I loaded up on all the life science courses my school could offer, then I talked my biology teacher into designing an independent study course for college credit my senior year.
That, however, proved my downfall. Though I mentally had little problem with dissections, I quickly found an unrealized physical problem. The combined aroma of deceased shark and formaldehyde set my eyes watering and my normally strong stomach reeling. Day after day I tried, but I could not overcome the involuntary reaction.
I had visions of suffering through undergraduate and graduate school, running to the nearest trashcan in every lab. It just didn’t make sense. I finished the course, graduated and declared a communications major in college.
I’ve never regretted the choice.
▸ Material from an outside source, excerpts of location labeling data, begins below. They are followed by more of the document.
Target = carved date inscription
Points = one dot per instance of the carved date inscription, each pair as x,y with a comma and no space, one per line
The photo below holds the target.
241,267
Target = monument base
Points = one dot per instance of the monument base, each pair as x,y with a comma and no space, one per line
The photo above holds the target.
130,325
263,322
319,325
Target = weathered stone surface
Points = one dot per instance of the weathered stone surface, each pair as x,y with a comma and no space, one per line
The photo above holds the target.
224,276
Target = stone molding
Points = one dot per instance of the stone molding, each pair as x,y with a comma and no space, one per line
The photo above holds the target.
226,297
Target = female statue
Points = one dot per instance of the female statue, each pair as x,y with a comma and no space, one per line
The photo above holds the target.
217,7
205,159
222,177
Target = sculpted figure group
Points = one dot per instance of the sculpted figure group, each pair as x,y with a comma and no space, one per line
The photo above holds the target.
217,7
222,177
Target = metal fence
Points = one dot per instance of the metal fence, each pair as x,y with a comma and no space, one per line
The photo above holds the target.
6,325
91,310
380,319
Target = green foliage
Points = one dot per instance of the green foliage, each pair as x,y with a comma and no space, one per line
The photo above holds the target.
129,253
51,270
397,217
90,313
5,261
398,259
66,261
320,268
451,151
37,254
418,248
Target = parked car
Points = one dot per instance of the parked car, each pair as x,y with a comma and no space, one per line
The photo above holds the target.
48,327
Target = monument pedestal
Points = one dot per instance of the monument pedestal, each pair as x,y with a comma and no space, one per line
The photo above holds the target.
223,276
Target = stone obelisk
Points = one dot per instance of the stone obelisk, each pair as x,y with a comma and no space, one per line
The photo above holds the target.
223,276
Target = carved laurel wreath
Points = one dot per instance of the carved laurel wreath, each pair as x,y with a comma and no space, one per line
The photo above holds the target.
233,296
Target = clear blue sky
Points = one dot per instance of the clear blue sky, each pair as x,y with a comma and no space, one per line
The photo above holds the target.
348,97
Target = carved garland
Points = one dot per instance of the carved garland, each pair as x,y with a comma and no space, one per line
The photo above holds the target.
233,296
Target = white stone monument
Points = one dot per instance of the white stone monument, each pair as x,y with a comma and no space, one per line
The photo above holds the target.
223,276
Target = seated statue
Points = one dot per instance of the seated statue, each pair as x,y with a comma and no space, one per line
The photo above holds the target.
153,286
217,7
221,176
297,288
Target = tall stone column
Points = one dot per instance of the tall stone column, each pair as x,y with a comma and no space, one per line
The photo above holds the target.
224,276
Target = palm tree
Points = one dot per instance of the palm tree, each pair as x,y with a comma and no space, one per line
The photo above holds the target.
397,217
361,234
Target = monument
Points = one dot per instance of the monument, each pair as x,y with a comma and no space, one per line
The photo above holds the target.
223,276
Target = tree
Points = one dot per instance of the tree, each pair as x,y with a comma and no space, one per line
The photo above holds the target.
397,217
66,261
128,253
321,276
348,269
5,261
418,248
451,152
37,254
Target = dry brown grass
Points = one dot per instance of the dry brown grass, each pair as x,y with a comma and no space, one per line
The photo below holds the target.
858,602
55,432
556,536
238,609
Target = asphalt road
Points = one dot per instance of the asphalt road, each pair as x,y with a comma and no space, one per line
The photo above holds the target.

I have had amazing experiences, and I believe I’m where I’m supposed to be. What’s more, I’ve come to realize that what I loved about both science and journalism was likely their shared process of asking questions and sharing answers.
Still, the chance to go out in the field with real scientists and write about their work always gives me a little thrill. That’s why this issue of Pacific magazine has been so much fun: tagging and tracking birds of prey, visiting a microbiology lab to learn about antibiotics in soil and groundwater, and learning what Pacific University students, faculty and alumni are investigating about our world.
I hope you readers enjoy their process of discovery as much as I have.